There were some rumblings when it closed. There were some rumblings when it re-opened. People fear change; it’s true. But fear not. Bodega is back, and it’s singing an all-new tune.

Bodega has been a fixture at its Short North spot for nearly a decade. It was responsible for some fine institutions: dollar grilled cheese Mondays, teamtim trivia Sundays, a very well curated beer menu, and – within the last couple years – delicious, dynamic food coming out of the kitchen.

Some elements remain. There is still a strong focus on craft beer (albeit more Ohio-centric than in years past). There is still trivia on Sunday nights. There is still food coming out of the kitchen.

The clear goal of Bodega’s re-imagining is to shed the restaurant-versus-bar confusion and be undeniably bar first, restaurant last. Forty-seven draft handles now adorn the north wall, and the middle of the space has been cleared of tables and other obstructions to make room for the longer, more accommodating bar. High-top tables with stools hug up the other side where the bar used to be, allowing patrons to sit or stand and enjoy their brews.

Some dining-room seating is still present, mostly by the windows facing the street, but the concept of a (somewhat) quiet sit-down meal is a thing of the past.

Before former executive chef and part-time ninja Marcus Meacham moved on to a new opportunity at Powell’s recent addition, Kraft House No. 5, he spent months pushing the boundaries of Bodega’s menu, from Benton’s bacon to blue corn grits, from the Bombay Burger to some pretty baller beignets.
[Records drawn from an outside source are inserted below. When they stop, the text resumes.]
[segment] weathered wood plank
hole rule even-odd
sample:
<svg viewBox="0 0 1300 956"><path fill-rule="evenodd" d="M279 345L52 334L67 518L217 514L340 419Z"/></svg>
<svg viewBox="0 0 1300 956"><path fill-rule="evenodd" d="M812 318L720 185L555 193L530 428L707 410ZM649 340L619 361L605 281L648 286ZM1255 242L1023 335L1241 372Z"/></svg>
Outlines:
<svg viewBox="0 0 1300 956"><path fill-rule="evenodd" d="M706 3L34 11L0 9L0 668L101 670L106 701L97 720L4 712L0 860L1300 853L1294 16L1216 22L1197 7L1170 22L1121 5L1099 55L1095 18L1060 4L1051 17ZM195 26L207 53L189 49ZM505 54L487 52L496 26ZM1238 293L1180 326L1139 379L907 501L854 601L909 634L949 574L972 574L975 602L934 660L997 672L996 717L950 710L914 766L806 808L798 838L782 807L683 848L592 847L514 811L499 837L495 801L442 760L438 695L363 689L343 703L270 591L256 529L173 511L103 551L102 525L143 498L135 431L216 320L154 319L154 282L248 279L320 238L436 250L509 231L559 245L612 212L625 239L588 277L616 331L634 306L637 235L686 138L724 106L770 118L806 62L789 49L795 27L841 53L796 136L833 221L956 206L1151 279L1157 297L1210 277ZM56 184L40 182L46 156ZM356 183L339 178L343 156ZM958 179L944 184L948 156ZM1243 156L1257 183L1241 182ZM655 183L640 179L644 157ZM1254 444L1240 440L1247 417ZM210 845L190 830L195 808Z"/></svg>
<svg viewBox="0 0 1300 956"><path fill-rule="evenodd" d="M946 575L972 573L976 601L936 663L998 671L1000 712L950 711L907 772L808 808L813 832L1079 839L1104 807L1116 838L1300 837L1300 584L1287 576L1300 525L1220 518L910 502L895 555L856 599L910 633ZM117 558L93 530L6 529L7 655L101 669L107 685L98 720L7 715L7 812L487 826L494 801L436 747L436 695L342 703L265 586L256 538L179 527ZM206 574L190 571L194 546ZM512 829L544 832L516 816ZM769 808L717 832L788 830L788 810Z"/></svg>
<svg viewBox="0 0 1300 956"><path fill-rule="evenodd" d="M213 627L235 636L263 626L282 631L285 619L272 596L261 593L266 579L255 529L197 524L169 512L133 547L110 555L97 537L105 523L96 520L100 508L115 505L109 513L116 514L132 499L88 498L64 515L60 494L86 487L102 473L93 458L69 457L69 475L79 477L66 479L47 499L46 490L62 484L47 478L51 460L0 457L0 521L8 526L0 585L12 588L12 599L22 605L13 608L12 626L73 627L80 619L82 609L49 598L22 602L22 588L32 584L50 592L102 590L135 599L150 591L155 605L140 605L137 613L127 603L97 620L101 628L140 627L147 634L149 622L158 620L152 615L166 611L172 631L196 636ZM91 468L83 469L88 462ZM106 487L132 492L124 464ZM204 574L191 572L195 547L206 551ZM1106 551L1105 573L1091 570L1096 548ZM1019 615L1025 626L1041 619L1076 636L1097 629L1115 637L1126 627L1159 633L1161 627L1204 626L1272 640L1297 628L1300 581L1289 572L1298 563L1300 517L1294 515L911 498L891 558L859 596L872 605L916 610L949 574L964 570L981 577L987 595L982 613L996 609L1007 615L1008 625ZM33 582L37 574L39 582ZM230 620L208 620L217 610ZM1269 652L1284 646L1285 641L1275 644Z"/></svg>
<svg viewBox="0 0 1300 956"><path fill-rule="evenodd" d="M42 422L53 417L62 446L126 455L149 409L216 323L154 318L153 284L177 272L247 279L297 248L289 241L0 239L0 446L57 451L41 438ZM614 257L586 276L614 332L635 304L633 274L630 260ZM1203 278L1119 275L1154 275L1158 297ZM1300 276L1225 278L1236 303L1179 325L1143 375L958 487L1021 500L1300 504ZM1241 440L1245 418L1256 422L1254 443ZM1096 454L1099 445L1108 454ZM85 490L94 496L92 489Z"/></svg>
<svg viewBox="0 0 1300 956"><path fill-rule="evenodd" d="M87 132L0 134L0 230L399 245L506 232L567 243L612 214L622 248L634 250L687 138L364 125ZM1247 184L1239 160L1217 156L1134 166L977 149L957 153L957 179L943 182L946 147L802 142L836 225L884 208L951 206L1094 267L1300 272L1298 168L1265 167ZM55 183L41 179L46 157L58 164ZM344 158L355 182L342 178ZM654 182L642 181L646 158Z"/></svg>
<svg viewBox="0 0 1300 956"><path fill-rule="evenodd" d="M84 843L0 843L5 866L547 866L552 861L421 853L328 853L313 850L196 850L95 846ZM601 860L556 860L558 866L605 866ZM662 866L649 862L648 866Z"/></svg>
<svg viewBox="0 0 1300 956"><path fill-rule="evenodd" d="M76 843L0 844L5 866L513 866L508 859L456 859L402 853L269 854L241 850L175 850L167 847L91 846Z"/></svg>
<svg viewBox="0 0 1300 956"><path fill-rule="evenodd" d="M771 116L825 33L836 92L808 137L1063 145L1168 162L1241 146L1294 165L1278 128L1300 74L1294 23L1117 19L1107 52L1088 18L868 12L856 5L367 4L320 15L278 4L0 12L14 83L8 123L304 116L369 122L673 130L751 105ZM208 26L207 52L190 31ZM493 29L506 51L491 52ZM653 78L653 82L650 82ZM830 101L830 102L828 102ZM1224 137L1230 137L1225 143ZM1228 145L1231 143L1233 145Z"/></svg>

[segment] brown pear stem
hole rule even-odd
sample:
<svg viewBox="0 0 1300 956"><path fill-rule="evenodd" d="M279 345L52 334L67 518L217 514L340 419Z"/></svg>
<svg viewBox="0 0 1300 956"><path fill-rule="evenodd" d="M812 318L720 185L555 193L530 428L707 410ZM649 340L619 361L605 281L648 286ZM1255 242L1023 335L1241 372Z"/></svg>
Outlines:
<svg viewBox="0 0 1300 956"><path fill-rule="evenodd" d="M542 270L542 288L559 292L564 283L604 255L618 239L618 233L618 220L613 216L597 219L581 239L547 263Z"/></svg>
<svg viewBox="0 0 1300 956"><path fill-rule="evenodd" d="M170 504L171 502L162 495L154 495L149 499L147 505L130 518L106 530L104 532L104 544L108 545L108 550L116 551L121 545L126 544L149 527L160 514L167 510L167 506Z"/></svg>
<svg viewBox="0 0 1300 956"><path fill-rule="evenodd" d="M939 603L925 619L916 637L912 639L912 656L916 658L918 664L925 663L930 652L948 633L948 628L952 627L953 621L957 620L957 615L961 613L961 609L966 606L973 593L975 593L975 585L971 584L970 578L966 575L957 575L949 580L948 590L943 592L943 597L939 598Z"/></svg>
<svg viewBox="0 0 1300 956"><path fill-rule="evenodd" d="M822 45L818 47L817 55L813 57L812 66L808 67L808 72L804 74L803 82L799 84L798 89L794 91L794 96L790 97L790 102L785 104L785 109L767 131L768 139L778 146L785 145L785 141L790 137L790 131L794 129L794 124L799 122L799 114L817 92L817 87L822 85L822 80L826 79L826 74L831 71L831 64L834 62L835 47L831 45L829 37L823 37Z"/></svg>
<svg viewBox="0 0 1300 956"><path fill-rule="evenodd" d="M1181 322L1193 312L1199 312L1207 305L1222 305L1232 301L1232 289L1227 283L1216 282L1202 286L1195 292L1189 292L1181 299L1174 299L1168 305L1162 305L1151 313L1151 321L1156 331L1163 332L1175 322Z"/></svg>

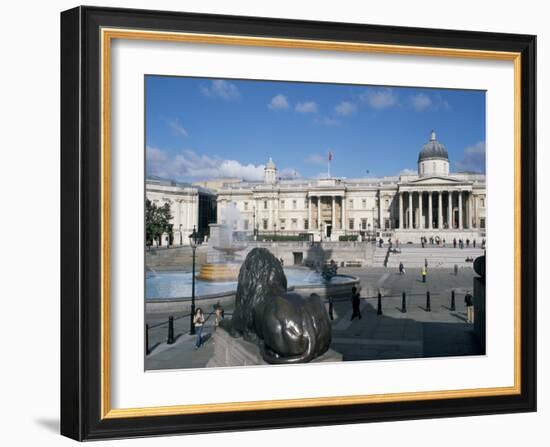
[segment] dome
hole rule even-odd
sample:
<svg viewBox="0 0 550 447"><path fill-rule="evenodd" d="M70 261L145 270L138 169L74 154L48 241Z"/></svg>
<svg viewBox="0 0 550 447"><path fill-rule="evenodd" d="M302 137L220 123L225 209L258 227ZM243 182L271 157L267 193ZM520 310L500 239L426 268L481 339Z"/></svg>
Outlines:
<svg viewBox="0 0 550 447"><path fill-rule="evenodd" d="M420 163L421 161L430 158L440 158L447 161L449 160L449 153L447 152L447 149L445 149L445 146L443 146L439 141L436 140L435 132L433 130L430 141L422 146L422 150L418 154L418 162Z"/></svg>
<svg viewBox="0 0 550 447"><path fill-rule="evenodd" d="M271 157L269 157L269 161L265 165L266 169L275 169L275 163L273 163L273 160Z"/></svg>

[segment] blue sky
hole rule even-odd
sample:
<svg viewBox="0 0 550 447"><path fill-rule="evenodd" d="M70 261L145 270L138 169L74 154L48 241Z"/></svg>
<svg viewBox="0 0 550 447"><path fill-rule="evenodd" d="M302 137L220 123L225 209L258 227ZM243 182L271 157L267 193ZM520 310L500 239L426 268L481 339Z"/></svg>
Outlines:
<svg viewBox="0 0 550 447"><path fill-rule="evenodd" d="M434 129L452 171L485 172L485 92L146 76L146 169L179 181L416 171Z"/></svg>

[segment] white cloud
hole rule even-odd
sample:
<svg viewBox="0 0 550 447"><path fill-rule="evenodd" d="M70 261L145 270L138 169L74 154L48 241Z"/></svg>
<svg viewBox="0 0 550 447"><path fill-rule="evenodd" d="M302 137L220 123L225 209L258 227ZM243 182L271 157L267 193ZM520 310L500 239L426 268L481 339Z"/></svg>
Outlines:
<svg viewBox="0 0 550 447"><path fill-rule="evenodd" d="M399 172L399 175L416 175L418 171L416 169L405 168Z"/></svg>
<svg viewBox="0 0 550 447"><path fill-rule="evenodd" d="M397 94L391 88L368 89L359 97L361 101L377 110L393 107L399 102Z"/></svg>
<svg viewBox="0 0 550 447"><path fill-rule="evenodd" d="M242 164L236 160L224 160L207 155L199 155L192 150L177 155L156 148L147 147L146 167L148 175L178 181L199 181L215 178L242 178L262 180L264 165Z"/></svg>
<svg viewBox="0 0 550 447"><path fill-rule="evenodd" d="M241 96L235 84L223 79L215 79L209 85L201 86L200 90L203 95L209 98L221 98L225 101L233 101Z"/></svg>
<svg viewBox="0 0 550 447"><path fill-rule="evenodd" d="M313 122L315 124L321 124L323 126L338 126L340 125L340 121L335 119L335 118L331 118L329 116L323 116L323 117L320 117L320 118L315 118L313 120Z"/></svg>
<svg viewBox="0 0 550 447"><path fill-rule="evenodd" d="M172 128L176 135L180 135L182 137L186 137L187 135L189 135L187 129L185 129L185 127L181 125L179 119L177 118L175 120L168 121L168 125Z"/></svg>
<svg viewBox="0 0 550 447"><path fill-rule="evenodd" d="M338 115L342 116L350 116L353 115L357 111L357 106L349 101L342 101L340 104L338 104L334 110L336 110L336 113Z"/></svg>
<svg viewBox="0 0 550 447"><path fill-rule="evenodd" d="M418 93L414 96L411 96L411 103L417 112L422 112L423 110L428 109L433 105L430 97L424 93Z"/></svg>
<svg viewBox="0 0 550 447"><path fill-rule="evenodd" d="M458 171L485 173L485 141L479 141L464 149L464 157L455 163Z"/></svg>
<svg viewBox="0 0 550 447"><path fill-rule="evenodd" d="M312 163L315 165L324 165L328 161L327 155L323 154L310 154L306 158L307 163Z"/></svg>
<svg viewBox="0 0 550 447"><path fill-rule="evenodd" d="M449 102L441 96L440 93L428 95L426 93L417 93L410 98L411 106L417 112L425 110L451 110Z"/></svg>
<svg viewBox="0 0 550 447"><path fill-rule="evenodd" d="M267 105L271 110L288 109L288 100L285 95L275 95L271 98L271 102Z"/></svg>
<svg viewBox="0 0 550 447"><path fill-rule="evenodd" d="M316 102L306 101L299 102L296 104L296 112L300 113L317 113L319 111L319 106Z"/></svg>

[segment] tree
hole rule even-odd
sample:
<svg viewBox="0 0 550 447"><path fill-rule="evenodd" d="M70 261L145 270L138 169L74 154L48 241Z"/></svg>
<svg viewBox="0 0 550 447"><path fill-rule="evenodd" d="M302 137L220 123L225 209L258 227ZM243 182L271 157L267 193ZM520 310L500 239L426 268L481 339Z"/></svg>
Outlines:
<svg viewBox="0 0 550 447"><path fill-rule="evenodd" d="M162 236L162 233L172 232L172 214L170 204L165 203L157 206L149 199L145 200L145 242L152 243L155 239Z"/></svg>

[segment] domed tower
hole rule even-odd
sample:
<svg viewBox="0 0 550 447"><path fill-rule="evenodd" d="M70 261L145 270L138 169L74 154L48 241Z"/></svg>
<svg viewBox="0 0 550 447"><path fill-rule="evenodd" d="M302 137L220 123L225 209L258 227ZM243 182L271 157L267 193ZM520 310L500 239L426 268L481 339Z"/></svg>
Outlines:
<svg viewBox="0 0 550 447"><path fill-rule="evenodd" d="M449 154L445 146L437 141L433 130L430 141L418 154L418 175L420 177L449 175Z"/></svg>
<svg viewBox="0 0 550 447"><path fill-rule="evenodd" d="M275 163L273 163L273 160L271 157L269 157L269 161L266 163L264 168L264 182L265 183L275 183L277 180L277 166L275 166Z"/></svg>

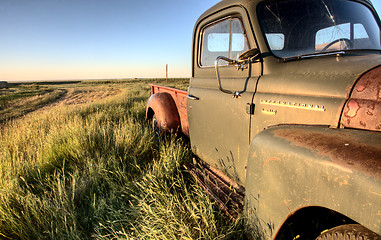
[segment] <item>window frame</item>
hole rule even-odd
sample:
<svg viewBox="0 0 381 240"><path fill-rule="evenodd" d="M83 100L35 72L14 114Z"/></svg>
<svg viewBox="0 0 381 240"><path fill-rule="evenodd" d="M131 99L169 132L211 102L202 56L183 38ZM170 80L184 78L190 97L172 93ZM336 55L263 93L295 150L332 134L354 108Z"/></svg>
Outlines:
<svg viewBox="0 0 381 240"><path fill-rule="evenodd" d="M204 41L203 40L204 40L204 36L205 36L205 30L208 29L209 27L215 26L215 25L217 25L217 24L219 24L221 22L227 21L227 20L230 20L230 21L232 21L232 20L238 20L240 22L240 24L242 26L242 29L243 29L243 33L242 34L245 37L245 43L247 44L248 49L250 49L250 43L249 43L249 39L247 37L245 25L244 25L244 23L242 21L242 17L240 15L238 15L238 14L235 14L235 15L229 15L229 16L225 16L225 17L219 18L219 19L217 19L215 21L212 21L210 23L205 24L201 28L201 30L200 30L199 40L198 40L199 41L199 47L198 47L198 54L197 54L198 55L198 57L197 57L198 58L197 59L197 65L198 65L199 68L214 68L215 67L214 64L211 65L211 66L204 66L201 63L202 53L203 53L203 49L204 49ZM230 29L230 31L231 31L231 29ZM229 32L229 39L231 38L230 34L231 34L231 32ZM229 42L229 53L228 53L228 55L230 55L230 53L231 53L231 49L230 49L230 42ZM224 65L220 65L219 67L227 67L227 66L229 66L229 65L224 64Z"/></svg>

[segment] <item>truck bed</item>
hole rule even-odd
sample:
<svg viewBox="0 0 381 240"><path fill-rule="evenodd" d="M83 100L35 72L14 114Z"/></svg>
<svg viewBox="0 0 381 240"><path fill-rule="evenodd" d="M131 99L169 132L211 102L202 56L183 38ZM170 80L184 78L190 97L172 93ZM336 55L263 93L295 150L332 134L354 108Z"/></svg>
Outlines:
<svg viewBox="0 0 381 240"><path fill-rule="evenodd" d="M150 84L151 95L159 92L166 92L171 94L173 100L176 103L177 111L179 113L181 122L181 131L184 135L189 137L189 124L188 124L188 112L187 112L187 91L165 87L155 84Z"/></svg>

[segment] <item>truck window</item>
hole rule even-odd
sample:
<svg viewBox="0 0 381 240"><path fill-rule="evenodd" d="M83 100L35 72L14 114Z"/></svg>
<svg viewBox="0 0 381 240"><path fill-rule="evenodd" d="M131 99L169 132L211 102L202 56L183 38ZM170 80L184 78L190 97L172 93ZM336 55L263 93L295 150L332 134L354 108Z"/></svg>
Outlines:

Pork trotter hot wings. Cold-smoked lobster rolls. Perhaps it was too much. Perhaps he gilded the lily.

Whatever the case, Meacham has a new canvas, and Bodega has a new direction for its food. Taking inspiration from the Brooklyn phenomenon Pies ‘n’ Thighs, the kitchen now specializes in Meacham’s final contribution: in-house smoked chicken, grilled or deep fried, and a selection of soulful sides. Quick and easy. But also pretty damn tasty.

There are a couple salads, too, for those who don’t care to use their fingers. Kale with bourbon-drenched golden raisins and blue cheese; Romaine with the same smoked chicken, kiln-dried cherries, roasted corn, and white cheddar. Make no mistake, though: the chicken is the star.

The smokiness sets it apart. The breading is crisp and flavorful. And, if you’re so inclined, a dousing of Bodega’s own hot sauce makes it all pop.

The old adage, “Don’t mess with success,” has merit, but it takes moxie to do it. There have been a lot of restaurants that refused to change, that never tried anything new. Some of them disappeared. Some turned into Paneras. Bodega might not be what it was, but what it is works. Good beer, good food. Hard to argue with that. •


Bodega (1044 High St.) may have done away with the beloved grilled cheese, but the happy hour still sits in the upper level of reduced-price revelry, with any of the 50 taps half-off from 4 – 8 p.m., Monday through Friday.